D’abord ils choisirent de préférence, dans la foule de ces légendes, et ils prirent surtout plaisir à développer celles qui contenaient des histoires d’amour. C’était une très grande nouveauté. Tous les critiques ont remarqué que l’amour tient très peu de place dans les œuvres des premiers poètes de la Grèce. Il n’est jamais dépeint dans Homère ; Eschyle paraît l’éviter avec soin, et Aristophane lui fait dire fièrement, dans sa comédie des Grenouilles : « Personne n’a jamais vu dans mes pièces une femme amoureuse. » On se souvient avec quelle discrétion et de quelle touche légère Sophocle indique l’amour d’Hémon pour Antigone : il semble qu’il aurait honte d’appuyer ou qu’il craindrait d’indisposer le public s’il en disait davantage.

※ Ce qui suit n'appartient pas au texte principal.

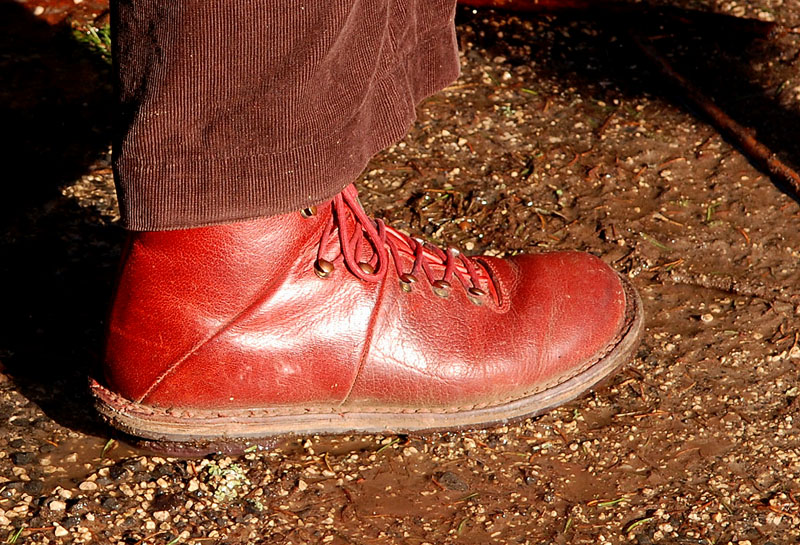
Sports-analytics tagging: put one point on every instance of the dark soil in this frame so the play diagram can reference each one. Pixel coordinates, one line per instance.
(559, 135)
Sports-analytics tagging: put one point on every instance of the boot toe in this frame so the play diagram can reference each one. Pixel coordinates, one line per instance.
(576, 305)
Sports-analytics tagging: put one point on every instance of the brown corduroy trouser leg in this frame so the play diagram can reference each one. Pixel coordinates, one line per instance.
(235, 109)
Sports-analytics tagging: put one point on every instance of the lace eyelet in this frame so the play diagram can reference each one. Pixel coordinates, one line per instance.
(323, 268)
(474, 295)
(441, 288)
(308, 212)
(406, 280)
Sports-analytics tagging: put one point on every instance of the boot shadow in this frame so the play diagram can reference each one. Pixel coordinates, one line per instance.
(58, 259)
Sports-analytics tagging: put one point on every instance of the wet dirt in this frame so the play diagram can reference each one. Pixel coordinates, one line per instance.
(558, 135)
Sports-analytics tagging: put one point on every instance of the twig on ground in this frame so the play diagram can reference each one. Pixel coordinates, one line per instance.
(741, 136)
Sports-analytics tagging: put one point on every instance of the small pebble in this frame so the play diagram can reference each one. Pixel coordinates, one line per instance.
(87, 486)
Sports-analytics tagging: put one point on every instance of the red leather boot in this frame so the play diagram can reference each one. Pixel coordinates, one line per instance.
(326, 321)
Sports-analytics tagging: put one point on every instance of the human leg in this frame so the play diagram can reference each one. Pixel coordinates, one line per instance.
(323, 320)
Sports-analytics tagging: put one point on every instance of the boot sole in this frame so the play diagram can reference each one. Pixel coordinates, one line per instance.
(197, 432)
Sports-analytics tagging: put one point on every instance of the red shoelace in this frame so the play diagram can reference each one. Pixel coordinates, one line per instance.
(366, 245)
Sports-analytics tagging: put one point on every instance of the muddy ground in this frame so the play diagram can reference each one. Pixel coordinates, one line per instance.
(558, 135)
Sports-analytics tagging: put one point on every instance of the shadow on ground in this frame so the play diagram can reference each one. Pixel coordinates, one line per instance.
(57, 258)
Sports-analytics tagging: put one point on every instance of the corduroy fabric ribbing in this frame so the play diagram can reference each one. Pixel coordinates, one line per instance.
(237, 109)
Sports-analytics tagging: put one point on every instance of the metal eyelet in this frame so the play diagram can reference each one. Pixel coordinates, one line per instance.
(323, 268)
(441, 288)
(406, 280)
(474, 295)
(308, 212)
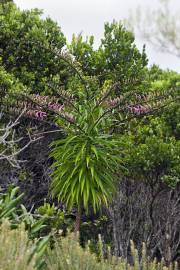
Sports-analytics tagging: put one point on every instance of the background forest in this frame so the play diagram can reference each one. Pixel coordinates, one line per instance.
(89, 149)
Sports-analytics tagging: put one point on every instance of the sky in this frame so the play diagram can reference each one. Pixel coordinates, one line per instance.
(88, 17)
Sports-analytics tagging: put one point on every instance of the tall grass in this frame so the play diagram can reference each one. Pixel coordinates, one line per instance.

Faut-il donc croire que ce sentiment était alors absent de la vie ordinaire, et que les poètes ne s’abstiennent de le peindre que parce qu’ils ne le connaissent pas ? M. Rohde est loin de le penser, et à l’appui de son opinion il cite les vers qui nous restent des poètes lyriques de ce temps. On n’a jamais chanté les plaisirs et surtout les peines de l’amour avec autant d’ardeur qu’Anacréon ou qu’Alcée, et il y a dans la belle ode que nous avons conservée de Sapho un accent de passion qui a touché Catulle et enflammé jusqu’à Boileau lui-même :

Heureux qui près de toi pour toi seule soupire !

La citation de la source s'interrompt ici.